Statistics

simplify and summarize patterns in data: even simple counts and frequencies require some craft at large scale; measures that require any global context, like the median, become fiendish.

Describe long-tail and normal distribution

Build intuition about long-tail

Log counts and combinators (see blekko posts)

Libraries:

SciRuby
- Distribution — probability distributions; uses fast GSL or Statistics2 if available
ruby-gsl-ng — interface to the GSL, JRuby-compatible. Incomplete tho.

Line numbering and exact median

Line numbering is astonishingly hard. Each reducer needs to know how many records came before it — but that information is non-local. It’s a total sort with a degree of difficulty.

Mapper

Choose how you’re going to partition and order the data.

Pig comes with a sampling partitioner to do a total sort with no pre-knowledge of the key distribution. If you know something about the data, you can partition yourself, saving a pass over the data. Temperature has a non-uniform distribution (there are more warm and chilly days than boiling or frigid days) Let’s be thoughtful but not overthink; we’ll take 25 C as the midpoint

# TODO: inverse distribution
       return low_bound if temp < -30
       return hi_bound  if temp >= 80
       (temp - 25.0)

sidebar: If the partition is the filename: in Pig, look at the PathPartitioner; in Wukong and Hadoop streaming, use the ENV['map_input_file'] environment variable. To partition randomly see [consistent_random_sampling].

For each record, emit a

[partition_key]   B    [key]  [record]

Each mapper must also emit how many keys it saw for each partition key, and send that list to every partition:

       0   A    [p0_count, p1_count, ... pN_count]
       1   A    [p0_count, p1_count, ... pN_count]
...
       N   A    [p0_count, p1_count, ... pN_count]

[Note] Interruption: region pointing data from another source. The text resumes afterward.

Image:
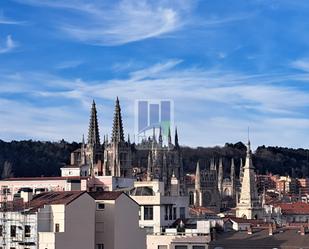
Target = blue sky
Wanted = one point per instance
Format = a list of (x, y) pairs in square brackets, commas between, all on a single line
[(226, 64)]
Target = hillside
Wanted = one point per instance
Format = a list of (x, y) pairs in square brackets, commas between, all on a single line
[(35, 158)]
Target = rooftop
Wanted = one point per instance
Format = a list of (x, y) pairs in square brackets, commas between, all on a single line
[(284, 239)]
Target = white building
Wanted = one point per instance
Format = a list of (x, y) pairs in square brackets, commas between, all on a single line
[(187, 239), (49, 221), (117, 222), (158, 211)]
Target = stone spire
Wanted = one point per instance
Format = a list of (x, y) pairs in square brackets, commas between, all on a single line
[(160, 137), (169, 137), (212, 164), (232, 176), (176, 138), (197, 177), (149, 167), (93, 132), (241, 170), (83, 152), (220, 176), (249, 204), (154, 139), (118, 134)]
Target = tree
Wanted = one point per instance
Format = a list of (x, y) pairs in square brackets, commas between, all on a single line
[(7, 171)]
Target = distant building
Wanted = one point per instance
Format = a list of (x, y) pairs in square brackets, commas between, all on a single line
[(249, 205), (158, 210)]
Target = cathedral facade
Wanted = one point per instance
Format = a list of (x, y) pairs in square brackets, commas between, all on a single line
[(115, 156)]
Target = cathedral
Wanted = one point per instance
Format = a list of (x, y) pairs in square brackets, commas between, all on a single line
[(112, 158), (249, 205), (164, 160), (115, 156), (210, 188)]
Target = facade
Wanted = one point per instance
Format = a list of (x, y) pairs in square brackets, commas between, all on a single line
[(164, 160), (197, 238), (157, 210), (206, 192), (49, 221), (112, 158), (249, 205), (116, 220), (38, 185)]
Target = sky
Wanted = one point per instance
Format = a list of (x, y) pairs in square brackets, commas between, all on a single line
[(227, 65)]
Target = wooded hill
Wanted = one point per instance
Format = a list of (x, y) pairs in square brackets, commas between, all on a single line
[(35, 158)]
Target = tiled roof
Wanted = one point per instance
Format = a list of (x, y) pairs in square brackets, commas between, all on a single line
[(106, 195), (43, 178), (46, 198), (294, 208), (201, 210)]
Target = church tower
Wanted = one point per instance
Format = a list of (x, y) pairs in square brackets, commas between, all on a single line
[(198, 192), (249, 205), (220, 177), (118, 153), (233, 180)]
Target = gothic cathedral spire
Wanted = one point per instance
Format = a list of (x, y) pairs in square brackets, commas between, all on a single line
[(249, 204), (176, 138), (93, 132), (118, 134)]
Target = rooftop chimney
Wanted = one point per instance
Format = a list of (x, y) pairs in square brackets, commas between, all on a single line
[(302, 230), (270, 230)]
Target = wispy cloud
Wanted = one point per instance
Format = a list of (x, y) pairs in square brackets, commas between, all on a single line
[(69, 64), (7, 21), (301, 64), (224, 102), (8, 45), (122, 22)]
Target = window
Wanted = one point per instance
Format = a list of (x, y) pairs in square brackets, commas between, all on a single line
[(148, 212), (100, 206), (139, 213), (182, 213), (148, 230), (57, 227), (181, 247), (170, 217), (27, 231), (174, 213), (13, 231), (100, 246)]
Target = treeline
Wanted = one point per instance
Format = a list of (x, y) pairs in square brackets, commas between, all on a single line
[(35, 158)]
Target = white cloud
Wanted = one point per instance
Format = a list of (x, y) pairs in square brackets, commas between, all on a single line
[(7, 21), (69, 64), (211, 106), (302, 64), (8, 45), (122, 22)]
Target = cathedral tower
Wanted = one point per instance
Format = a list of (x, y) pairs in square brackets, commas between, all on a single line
[(249, 205), (118, 153)]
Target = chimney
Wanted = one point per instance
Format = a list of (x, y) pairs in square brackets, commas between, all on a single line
[(270, 230), (26, 194), (213, 234)]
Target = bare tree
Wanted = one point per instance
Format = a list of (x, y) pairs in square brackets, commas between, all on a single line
[(7, 171)]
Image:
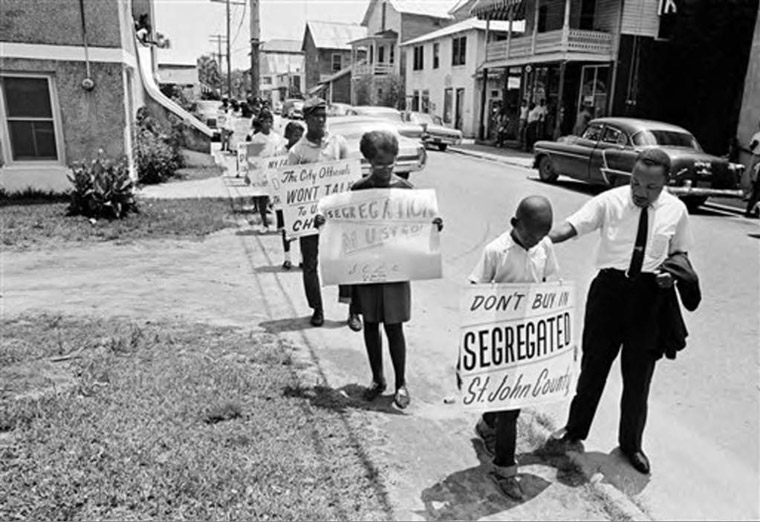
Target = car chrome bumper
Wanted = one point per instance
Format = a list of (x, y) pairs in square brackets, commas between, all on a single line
[(705, 192)]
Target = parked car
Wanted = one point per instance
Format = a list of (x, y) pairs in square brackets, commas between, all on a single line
[(607, 151), (412, 156), (435, 133), (206, 111), (293, 109), (409, 130), (338, 109)]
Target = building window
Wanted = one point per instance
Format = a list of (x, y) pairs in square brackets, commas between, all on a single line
[(29, 115), (447, 103), (419, 58), (458, 50), (425, 107), (337, 62)]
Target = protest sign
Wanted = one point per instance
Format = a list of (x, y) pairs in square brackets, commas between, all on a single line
[(517, 345), (379, 236), (300, 187)]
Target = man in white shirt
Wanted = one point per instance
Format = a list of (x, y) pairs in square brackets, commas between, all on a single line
[(640, 226), (316, 146)]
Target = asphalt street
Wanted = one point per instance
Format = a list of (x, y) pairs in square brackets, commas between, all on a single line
[(702, 434)]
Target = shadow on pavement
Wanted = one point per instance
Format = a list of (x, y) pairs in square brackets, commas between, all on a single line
[(348, 397), (616, 470), (295, 324), (471, 494)]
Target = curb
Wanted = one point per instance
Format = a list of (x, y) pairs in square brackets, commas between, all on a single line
[(491, 157)]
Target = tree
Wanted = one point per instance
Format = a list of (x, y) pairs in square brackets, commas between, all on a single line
[(208, 72)]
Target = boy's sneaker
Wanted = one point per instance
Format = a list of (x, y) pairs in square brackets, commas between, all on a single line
[(488, 435)]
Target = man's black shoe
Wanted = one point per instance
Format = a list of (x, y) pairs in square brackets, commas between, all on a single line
[(317, 318), (638, 460)]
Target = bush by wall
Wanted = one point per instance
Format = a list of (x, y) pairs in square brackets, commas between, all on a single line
[(102, 189)]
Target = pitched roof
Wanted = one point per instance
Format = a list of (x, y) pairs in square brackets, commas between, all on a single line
[(467, 25), (333, 35), (281, 46), (433, 8)]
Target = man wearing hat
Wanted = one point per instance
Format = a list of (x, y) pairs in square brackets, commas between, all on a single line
[(317, 146)]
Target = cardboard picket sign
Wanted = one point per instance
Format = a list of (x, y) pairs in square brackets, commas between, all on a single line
[(517, 345), (300, 187), (379, 236)]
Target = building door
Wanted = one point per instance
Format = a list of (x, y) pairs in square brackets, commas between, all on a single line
[(594, 89), (447, 103), (459, 109)]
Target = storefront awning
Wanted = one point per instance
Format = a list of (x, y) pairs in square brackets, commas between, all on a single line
[(498, 9)]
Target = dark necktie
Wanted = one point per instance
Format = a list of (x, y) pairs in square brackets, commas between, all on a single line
[(637, 259)]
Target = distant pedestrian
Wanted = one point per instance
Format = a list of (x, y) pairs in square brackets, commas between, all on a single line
[(316, 146), (754, 176), (387, 303), (644, 240), (522, 255), (581, 121)]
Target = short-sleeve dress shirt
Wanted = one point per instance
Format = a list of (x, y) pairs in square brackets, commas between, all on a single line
[(331, 147), (615, 215), (504, 261)]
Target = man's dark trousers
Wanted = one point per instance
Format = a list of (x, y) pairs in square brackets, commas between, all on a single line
[(310, 255), (619, 311)]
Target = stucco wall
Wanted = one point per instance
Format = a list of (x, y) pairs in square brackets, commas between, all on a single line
[(59, 22), (89, 120)]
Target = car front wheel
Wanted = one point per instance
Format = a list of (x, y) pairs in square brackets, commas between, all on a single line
[(694, 202), (546, 170)]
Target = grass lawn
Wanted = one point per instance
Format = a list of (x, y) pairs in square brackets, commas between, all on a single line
[(42, 223), (168, 421)]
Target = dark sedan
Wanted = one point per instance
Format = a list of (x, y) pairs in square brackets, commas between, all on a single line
[(607, 151)]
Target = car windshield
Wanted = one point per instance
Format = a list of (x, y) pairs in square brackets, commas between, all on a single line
[(354, 130), (389, 115), (666, 138)]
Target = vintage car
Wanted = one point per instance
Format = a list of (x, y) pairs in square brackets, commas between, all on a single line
[(409, 130), (435, 132), (607, 151), (412, 156)]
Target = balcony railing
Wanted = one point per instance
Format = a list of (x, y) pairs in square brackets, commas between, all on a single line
[(578, 41), (373, 69)]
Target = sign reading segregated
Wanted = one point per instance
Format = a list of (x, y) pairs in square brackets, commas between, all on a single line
[(379, 236), (517, 345), (300, 187)]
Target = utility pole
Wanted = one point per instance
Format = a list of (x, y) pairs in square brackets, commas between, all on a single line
[(255, 37)]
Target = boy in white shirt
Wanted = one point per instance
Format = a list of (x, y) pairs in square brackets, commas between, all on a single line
[(522, 255)]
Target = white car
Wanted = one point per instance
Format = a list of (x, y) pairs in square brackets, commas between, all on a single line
[(412, 156), (435, 132)]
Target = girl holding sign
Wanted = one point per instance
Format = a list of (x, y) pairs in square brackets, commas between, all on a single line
[(387, 303), (271, 144)]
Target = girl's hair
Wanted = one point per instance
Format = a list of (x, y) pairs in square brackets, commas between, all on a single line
[(291, 127), (375, 141)]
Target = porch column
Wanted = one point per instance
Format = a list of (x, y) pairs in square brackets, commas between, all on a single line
[(560, 101), (535, 27), (566, 26), (484, 87)]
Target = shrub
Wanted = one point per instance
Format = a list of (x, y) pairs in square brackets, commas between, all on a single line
[(102, 189), (157, 149)]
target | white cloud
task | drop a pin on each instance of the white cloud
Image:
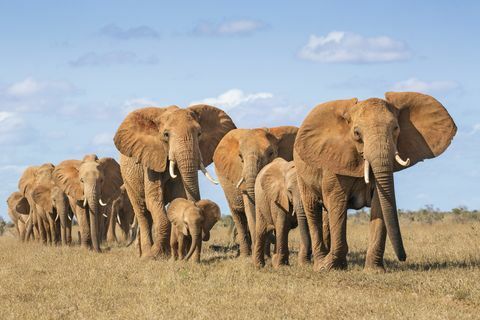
(254, 110)
(229, 27)
(414, 84)
(30, 86)
(101, 139)
(136, 103)
(234, 97)
(114, 31)
(340, 46)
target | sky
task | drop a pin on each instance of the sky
(71, 71)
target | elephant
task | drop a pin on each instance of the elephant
(238, 159)
(191, 223)
(161, 151)
(41, 224)
(346, 152)
(90, 185)
(19, 212)
(53, 201)
(279, 208)
(121, 212)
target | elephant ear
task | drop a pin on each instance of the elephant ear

Now each reducer can figure out which partition key in order it is, sum the counts for every partition,

Approximate Median

Compare : Count bins (histogram) For 100 M rows — What about when there are 10,000 values? 1m values? 1B possible values?

observations:

it’s hadoop, we don’t have to be total wusses
the reducer already does a sort, so worrying about order N beyond that is silly *

set of numbers with exact ranks below and above — might not be members though cap on output from any mapper — target of data sent to each reducer if binning is easy then data sent to reducer will be small, if not it will be large can also adjust the partition vs local sort

single precision: 24 bits, exp - 126 to + 127 (8 bits)
double precision: 53 bits, exp -1022 to +1023 (11 bits)

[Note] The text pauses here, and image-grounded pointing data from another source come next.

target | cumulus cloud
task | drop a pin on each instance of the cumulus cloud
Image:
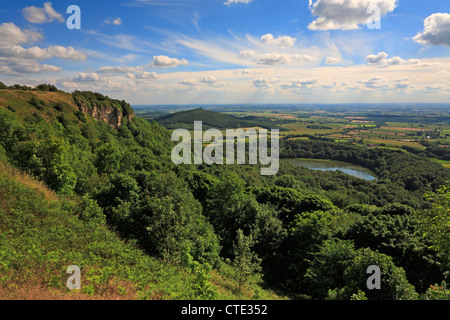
(436, 30)
(237, 1)
(265, 82)
(188, 82)
(345, 14)
(115, 21)
(275, 58)
(10, 34)
(212, 82)
(143, 75)
(166, 62)
(119, 70)
(299, 84)
(245, 54)
(36, 53)
(18, 68)
(41, 15)
(380, 60)
(331, 61)
(280, 41)
(378, 83)
(18, 60)
(87, 77)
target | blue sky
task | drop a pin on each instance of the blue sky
(232, 51)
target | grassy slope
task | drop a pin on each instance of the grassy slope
(40, 236)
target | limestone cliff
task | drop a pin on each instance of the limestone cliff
(102, 108)
(110, 115)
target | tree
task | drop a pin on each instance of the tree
(328, 266)
(245, 262)
(435, 222)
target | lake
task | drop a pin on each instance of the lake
(331, 165)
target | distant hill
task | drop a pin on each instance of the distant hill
(212, 119)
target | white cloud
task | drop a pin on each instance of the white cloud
(143, 75)
(23, 67)
(265, 82)
(36, 53)
(380, 60)
(436, 30)
(275, 58)
(119, 70)
(212, 82)
(280, 41)
(115, 21)
(331, 61)
(345, 14)
(41, 15)
(245, 54)
(10, 34)
(299, 84)
(87, 77)
(166, 62)
(126, 58)
(237, 1)
(188, 82)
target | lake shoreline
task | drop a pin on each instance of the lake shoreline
(334, 165)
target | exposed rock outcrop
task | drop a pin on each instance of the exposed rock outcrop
(110, 115)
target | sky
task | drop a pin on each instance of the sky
(156, 52)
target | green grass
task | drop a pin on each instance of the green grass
(40, 236)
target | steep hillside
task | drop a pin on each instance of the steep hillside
(65, 106)
(76, 190)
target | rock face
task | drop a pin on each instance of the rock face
(110, 115)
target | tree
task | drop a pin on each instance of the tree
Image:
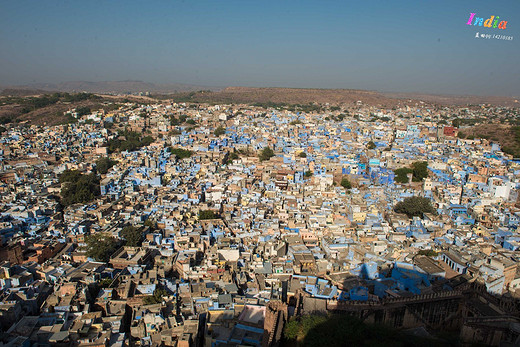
(78, 188)
(419, 170)
(132, 235)
(207, 214)
(414, 206)
(156, 298)
(232, 156)
(181, 153)
(104, 164)
(345, 183)
(151, 223)
(401, 175)
(266, 154)
(101, 246)
(219, 131)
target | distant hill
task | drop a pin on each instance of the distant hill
(331, 96)
(108, 87)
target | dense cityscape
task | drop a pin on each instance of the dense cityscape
(188, 224)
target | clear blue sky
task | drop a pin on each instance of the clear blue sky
(398, 45)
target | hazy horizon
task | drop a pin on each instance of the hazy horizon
(398, 47)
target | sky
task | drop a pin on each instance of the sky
(421, 46)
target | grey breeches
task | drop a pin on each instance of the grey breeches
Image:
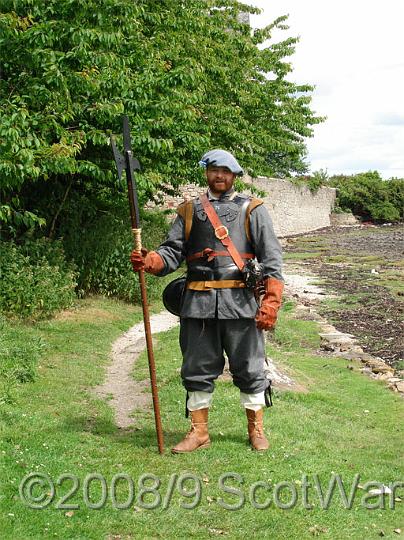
(203, 342)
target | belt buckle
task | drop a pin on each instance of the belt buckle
(218, 235)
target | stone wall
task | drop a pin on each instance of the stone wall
(294, 209)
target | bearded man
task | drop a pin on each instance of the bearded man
(220, 312)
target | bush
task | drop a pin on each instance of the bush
(101, 244)
(19, 355)
(369, 196)
(35, 280)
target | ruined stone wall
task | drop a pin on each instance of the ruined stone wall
(294, 209)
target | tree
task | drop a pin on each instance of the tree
(190, 75)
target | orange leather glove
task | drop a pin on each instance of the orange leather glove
(271, 302)
(149, 261)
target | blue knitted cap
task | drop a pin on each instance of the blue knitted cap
(221, 158)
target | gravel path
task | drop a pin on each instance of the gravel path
(122, 391)
(125, 394)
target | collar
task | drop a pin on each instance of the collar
(227, 196)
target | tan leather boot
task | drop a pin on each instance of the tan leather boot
(198, 436)
(256, 430)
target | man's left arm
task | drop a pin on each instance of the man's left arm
(268, 252)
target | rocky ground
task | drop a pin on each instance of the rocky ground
(364, 267)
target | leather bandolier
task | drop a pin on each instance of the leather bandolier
(207, 258)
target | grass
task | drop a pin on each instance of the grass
(344, 423)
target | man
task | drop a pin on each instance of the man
(219, 313)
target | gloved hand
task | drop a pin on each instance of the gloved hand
(271, 302)
(149, 261)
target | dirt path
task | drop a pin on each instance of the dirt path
(125, 394)
(120, 389)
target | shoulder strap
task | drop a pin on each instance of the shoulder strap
(186, 211)
(221, 232)
(253, 204)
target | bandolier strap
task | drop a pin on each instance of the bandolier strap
(216, 284)
(186, 211)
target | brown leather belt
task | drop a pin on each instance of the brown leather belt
(210, 254)
(218, 284)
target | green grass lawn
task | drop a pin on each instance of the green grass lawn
(344, 423)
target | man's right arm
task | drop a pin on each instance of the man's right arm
(167, 257)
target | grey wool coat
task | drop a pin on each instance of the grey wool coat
(237, 303)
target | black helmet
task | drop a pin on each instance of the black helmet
(173, 295)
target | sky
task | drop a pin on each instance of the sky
(352, 51)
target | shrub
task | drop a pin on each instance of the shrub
(19, 355)
(101, 248)
(35, 280)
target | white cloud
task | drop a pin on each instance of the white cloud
(352, 51)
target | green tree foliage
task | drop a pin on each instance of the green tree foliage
(35, 280)
(190, 75)
(369, 196)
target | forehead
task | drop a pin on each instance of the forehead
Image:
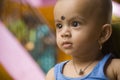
(69, 8)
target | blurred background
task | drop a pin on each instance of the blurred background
(27, 38)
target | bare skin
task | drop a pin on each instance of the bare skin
(80, 35)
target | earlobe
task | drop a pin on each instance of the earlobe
(105, 33)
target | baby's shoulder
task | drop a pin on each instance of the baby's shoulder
(113, 69)
(50, 75)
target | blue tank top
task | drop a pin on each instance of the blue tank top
(96, 74)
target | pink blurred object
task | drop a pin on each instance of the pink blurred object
(116, 9)
(37, 3)
(16, 60)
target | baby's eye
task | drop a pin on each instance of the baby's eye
(59, 26)
(75, 23)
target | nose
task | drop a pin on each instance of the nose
(66, 32)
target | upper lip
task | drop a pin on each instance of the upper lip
(66, 42)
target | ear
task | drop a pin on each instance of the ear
(105, 34)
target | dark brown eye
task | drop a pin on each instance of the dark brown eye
(59, 26)
(75, 23)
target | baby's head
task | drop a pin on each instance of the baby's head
(89, 20)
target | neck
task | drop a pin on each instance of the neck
(87, 58)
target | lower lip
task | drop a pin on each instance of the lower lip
(67, 45)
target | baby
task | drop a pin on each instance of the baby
(82, 27)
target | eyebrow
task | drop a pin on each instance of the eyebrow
(78, 17)
(72, 18)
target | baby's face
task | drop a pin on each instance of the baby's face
(76, 29)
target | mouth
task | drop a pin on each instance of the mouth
(67, 45)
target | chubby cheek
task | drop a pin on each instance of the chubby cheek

Some Useful Statistical Functions

avoiding underflow and loss of precision

avoid subtracting nearly equal numbers ^[1]
avoid adding small numbers to very large numbers
stop and think any time you are mixing addition and exponentiation
stop and think any time you make a number huge, then regular (log(fact(x)))
stop and think any time you make a number tiny, then regular (1 - exp(-exp(x)))

Float times are sneaky examples of this

use special functions for the following:

log(1 + x) when x might be small log_one_plus(x)
log(1 + exp(x)) log_one_plus_exp(x)
log( -log(1 - x) ) complementary_log_log(x)
1 - exp(-exp(x)) complementary_log_log_inverse(x)
log(n!) log_fact(x)
exp(x) - 1 exp_x_minus_one(x)
log( x / (1-x) ) the "logit" function logit(x)
exp(x)/(1 + exp(x)) inverse logit inverse_logit(x)
log(logit(x)) log logit log_logit(x)
Ratios of factorials — log( 200! / (190! * 10!)) = logfact(200) - logfact(190) - logfact(10)

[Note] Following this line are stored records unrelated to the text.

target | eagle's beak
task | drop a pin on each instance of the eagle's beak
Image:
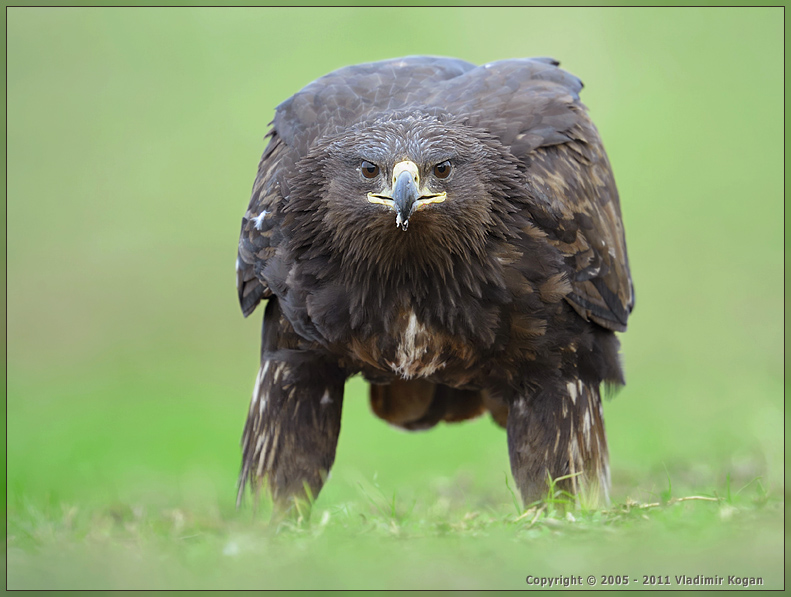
(404, 196)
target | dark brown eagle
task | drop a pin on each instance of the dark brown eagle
(453, 233)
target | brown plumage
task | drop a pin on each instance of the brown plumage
(453, 233)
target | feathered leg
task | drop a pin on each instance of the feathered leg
(560, 433)
(293, 424)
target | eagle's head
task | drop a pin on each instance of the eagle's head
(425, 173)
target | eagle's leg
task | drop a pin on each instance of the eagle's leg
(293, 424)
(559, 433)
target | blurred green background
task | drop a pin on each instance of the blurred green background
(133, 140)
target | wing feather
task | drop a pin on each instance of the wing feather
(530, 105)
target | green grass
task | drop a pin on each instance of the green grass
(441, 538)
(133, 137)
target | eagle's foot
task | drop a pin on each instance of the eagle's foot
(558, 447)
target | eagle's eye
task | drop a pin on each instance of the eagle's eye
(442, 170)
(369, 170)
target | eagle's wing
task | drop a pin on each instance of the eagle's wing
(531, 105)
(328, 105)
(260, 233)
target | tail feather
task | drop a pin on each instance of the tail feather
(417, 404)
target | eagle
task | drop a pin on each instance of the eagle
(452, 233)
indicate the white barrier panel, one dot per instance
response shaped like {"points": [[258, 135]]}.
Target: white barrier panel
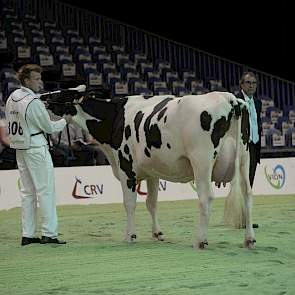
{"points": [[97, 185]]}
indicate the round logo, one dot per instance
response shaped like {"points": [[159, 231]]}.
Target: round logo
{"points": [[276, 177]]}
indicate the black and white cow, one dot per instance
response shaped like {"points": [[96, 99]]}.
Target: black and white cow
{"points": [[177, 139]]}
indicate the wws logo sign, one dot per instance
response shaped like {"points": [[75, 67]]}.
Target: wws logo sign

Always add a comment explaining why you used these crazy functions, or some helpful soul will "refactor" your code to be simpler (and, unwittingly, wrong).

def approx_eq(xx,yy) (xx - yy).abs < TOL ; end
If you want to find weirdness, 0.1 cannot be exactly represented in a float.
to uniquely represent in decimal,
- %12.9e3f for a float, 9 decimal digits of mantissa, exponent, and sign
- for a double, 16 decimal digits of mantissa (plus sign and exponent)
- note %a — a direct hex representation of the floating-point number. "%a" % 1e-100 is "0x1.bff2ee48e053p-333"; "%a" % 0.1 is "0x1.999999999999ap-4"

TODO: ensure some calculations would cause underflow, overflow, etc with float/int; and maybe even double/long.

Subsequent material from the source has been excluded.